When the cost of goods or services supplied (or the tax amount levied on them) that is furnished in a tax invoice is higher than the actual chargeable rate, the supplier issues a credit note to the recipient. The credit note allows the supplier to credit the corresponding amount to the client’s account. For example, this could be done for a return of goods, where the value of the goods is credited back to the customer’s account.
When is a credit note issued under GST?
A credit note is issued when:
- The taxable value declared by the supplier in the tax invoice is more than the actual taxable value of the goods or services supplied. For example, if a product originally priced at Rs. 100 is incorrectly invoiced at Rs. 150, then a credit note of Rs. 50 will be issued by the vendor.
- The tax rate furnished in the tax invoice is more than the actual tax rate levied on the supply. For example, if a product categorised under the 12% GST slab is invoiced at 18%, then a credit note should be issued.
- The quantity of the supply received by the customer is less than the quantity declared in the tax invoice.
- The goods or services supplied are of inferior quality or are found unsatisfactory by the recipient, leading to a partial or complete reimbursement.
- The recipient returns the goods or services to the supplier.
Note: When a credit note is issued, it must be accompanied by a supplementary invoice. A supplementary invoice is issued whenever there are errors in the original tax invoice.
Format of a credit note in GST
Based on the rules prescribed by the Government, here is what a sample credit note will contain under the GST regime:
- The words Revised Invoice should appear if applicable.
- Name, address, and GSTIN of the supplier.
- Nature of the document (Credit note, in this case), unique serial number (containing only letters and/or numbers), and date of issue.
- Name and address of the recipient. If the recipient is registered for GST, the note must include their GSTIN/UIN.
- The customer’s state and state code, if they are not registered under GST.
- Serial number and date of the corresponding tax invoice or bill of supply (whichever one was originally issued).
- Value of the taxable goods and services involved in the sales transaction.
- Tax rate and the amount of tax to be debited to the recipient.
- Signature or digital signature of the authorised supplier.
The tax liability of the supplier is reduced if the credit note matches with the following:
- the recipient’s tax return that has the corresponding reduction in the claim for input tax credit for the same tax period or any tax period that follows
- duplication of claims for reduction in output tax liability
When the supplier’s claim for reduction in output tax liability matches with the corresponding reduction in the claim for input tax credit made by the recipient, the government will accept the claim and inform the supplier.
The supplier cannot claim reduction in tax liability with credit notes, if the tax and interest applied on the transactions have been transferred to another person.
When the supplier files their returns for the month, they should mention details of any credit notes issued during the month. Their tax liability will be adjusted accordingly.
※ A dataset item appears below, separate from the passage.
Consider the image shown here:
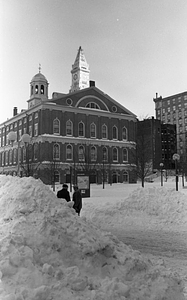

It should be noted that the supplier will not be allowed reduction in output tax liability for a transaction, if the tax and interest of that transaction is passed on to another registered person.
The supplier should declare the details of the credit note in their tax returns for the month in which the credit note was issued.
The credit note details should be furnished either by the September following the financial year in which the sales transaction occurred, or by the date of filing of the relevant GSTR-9 annual return, whichever is earlier.
All information and records related to a credit note must be preserved and accessible both physically and digitally until their expiry, which is 72 months from the date of providing the relevant annual returns.